On the average Sunday at Saint Paul’s, there will be 150(+/-) people gathering in the same space to worship God, to hear the word read and proclaimed, and to receive nourishment in Christ’s body and blood. And while we all come to the same place, we are far from the vision of unity that is often lifted up as the hoped for fruit of Jesus’ high priestly prayer. We are 7:30 and 10 o’clock. We are young and old and somewhere in between. We are deeply committed to our faith and not quite sure what it is all about. We are apostles, disciples, seekers, and skeptics. We are worship and doubt; joy and anxiety; intellect and feelz – some of us all at the same time. Each person arrives on Sunday in need of something different. Expand that out to include all 1.8m Episcopalians, the roughly 226m Christians in the US, and the maybe 2.2b Christians world wide, and it seems like we are falling woefully short of Jesus’ prayer that we all might be one.

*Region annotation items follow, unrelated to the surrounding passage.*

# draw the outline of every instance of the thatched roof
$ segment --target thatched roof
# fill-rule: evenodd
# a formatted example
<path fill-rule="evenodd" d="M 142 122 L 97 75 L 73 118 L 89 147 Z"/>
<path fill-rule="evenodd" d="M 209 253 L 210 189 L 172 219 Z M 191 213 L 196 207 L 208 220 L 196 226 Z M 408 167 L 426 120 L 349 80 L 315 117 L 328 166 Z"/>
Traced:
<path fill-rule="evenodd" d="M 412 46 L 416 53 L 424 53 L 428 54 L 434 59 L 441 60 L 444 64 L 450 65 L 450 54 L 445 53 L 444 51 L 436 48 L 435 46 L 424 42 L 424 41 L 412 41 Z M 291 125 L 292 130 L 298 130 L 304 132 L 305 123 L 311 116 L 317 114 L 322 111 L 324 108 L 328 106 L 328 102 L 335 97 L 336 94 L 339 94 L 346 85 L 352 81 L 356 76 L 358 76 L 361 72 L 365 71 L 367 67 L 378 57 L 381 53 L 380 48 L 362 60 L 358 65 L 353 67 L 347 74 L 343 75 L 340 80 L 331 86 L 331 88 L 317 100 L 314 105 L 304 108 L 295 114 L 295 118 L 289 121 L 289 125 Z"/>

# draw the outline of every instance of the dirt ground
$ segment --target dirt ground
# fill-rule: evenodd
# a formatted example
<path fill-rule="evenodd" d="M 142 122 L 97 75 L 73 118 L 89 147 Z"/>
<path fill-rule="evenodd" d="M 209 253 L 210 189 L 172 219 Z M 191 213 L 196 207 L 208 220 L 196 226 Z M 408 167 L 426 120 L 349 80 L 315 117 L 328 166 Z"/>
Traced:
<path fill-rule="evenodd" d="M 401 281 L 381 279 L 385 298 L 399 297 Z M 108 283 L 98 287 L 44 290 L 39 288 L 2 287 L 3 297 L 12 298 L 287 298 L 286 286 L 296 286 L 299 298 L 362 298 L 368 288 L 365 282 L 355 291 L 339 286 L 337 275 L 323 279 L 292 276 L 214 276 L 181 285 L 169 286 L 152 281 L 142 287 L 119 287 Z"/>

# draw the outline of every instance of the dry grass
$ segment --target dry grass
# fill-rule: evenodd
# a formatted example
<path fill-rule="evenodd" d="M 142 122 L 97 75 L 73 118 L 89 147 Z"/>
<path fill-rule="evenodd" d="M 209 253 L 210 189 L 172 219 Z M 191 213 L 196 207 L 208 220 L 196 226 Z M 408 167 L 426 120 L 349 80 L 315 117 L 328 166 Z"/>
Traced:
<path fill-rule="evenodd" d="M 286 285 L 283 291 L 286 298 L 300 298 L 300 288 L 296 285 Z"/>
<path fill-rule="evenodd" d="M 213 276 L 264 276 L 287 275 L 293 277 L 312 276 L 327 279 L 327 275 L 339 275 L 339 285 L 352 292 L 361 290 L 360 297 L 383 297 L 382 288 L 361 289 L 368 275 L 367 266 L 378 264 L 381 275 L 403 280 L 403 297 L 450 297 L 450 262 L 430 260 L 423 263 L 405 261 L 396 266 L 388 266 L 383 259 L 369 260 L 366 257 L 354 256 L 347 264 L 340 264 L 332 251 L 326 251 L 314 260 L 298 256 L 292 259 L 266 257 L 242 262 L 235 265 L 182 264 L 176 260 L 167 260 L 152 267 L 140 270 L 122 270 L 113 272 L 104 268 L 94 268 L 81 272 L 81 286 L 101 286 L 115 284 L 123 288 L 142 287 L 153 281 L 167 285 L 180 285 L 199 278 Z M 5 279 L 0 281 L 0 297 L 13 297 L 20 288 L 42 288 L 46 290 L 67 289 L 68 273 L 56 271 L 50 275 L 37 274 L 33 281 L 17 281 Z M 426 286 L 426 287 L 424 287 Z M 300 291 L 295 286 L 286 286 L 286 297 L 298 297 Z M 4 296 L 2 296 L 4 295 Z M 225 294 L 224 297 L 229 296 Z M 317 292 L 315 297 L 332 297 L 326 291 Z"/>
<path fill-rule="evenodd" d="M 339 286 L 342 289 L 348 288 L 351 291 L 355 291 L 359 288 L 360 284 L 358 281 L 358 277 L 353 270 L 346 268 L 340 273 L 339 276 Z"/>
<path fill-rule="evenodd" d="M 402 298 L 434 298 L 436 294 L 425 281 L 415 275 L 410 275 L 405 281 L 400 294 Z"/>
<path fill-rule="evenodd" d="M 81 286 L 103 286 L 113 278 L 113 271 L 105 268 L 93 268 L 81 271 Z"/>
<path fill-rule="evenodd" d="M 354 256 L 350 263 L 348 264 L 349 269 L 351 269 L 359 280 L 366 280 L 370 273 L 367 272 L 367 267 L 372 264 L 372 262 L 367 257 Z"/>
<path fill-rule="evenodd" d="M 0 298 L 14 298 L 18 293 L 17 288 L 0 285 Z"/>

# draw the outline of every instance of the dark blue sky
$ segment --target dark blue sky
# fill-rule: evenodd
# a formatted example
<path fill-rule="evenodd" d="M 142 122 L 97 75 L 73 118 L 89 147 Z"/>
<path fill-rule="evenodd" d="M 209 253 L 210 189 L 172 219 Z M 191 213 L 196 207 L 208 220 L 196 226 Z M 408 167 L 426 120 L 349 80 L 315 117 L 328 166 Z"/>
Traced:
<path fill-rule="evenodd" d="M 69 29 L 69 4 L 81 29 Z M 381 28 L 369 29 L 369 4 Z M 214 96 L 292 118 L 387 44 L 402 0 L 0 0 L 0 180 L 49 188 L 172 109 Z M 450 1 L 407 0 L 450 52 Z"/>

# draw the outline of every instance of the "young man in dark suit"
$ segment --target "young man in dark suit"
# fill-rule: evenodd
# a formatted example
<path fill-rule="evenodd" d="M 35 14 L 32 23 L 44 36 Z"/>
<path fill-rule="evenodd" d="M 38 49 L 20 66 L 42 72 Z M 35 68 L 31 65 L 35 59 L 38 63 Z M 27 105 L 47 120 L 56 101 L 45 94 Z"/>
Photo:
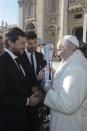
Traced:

Unity is a challenge because each of us comes to our faith through the lens of our own life experiences. Some have been deeply rooted in the practices of Christianity since a young age. They are deeply devoted to a life of prayer, corporate worship, and Bible study. They listen for the Spirit at work in their lives. And they come up with any number of different ways to live, vote, shop, and work for the Kingdom of God. Others are relatively new to the faith. They are learning the practices of Christianity maybe in fits and starts. They are striving to hear the voice of God amid the cacophony of other voices. And they come up with any number of different ways to live, vote, shop, and work for the Kingdom of God. In America, in 2016, in the midst of one of the worst election seasons on record, with three of the four top candidates professing the Christian faith, it is clear that unity is still a long way off. However, as disciples of Jesus, it seems foolish for us to not strive after the fulfillment of Jesus final words before his arrest.
How do we find unity amid such diversity?
Just as his prayer comes to an end, Jesus speaks a deep truth that we ought not miss in all the unity language. “I made your name known to them, and I will make it known, so that the love with which you have loved me may be in them, and I in them.” Even as we struggle to find unity with those in the pews around us; those who work in our offices; those who live in our neighborhoods; those who vote in our precincts; it is important to remember that the source of the unity for which Jesus prays is the love of God in us. In order to acknowledge God’s love for me, I have to also be willing to acknowledge God’s love for my neighbor who votes the wrong way, drives the wrong vehicles, owns the wrong number of guns, and worships in the wrong church. Across all the things of this world that would pull us toward disunity, the love of God serves as the great unifying force. God’s love for each and every individual he has created is the underlying factor in every push toward unity in the church. To recognize the love of God in another is to recognize their inherent dignity which serves as the starting point of unity.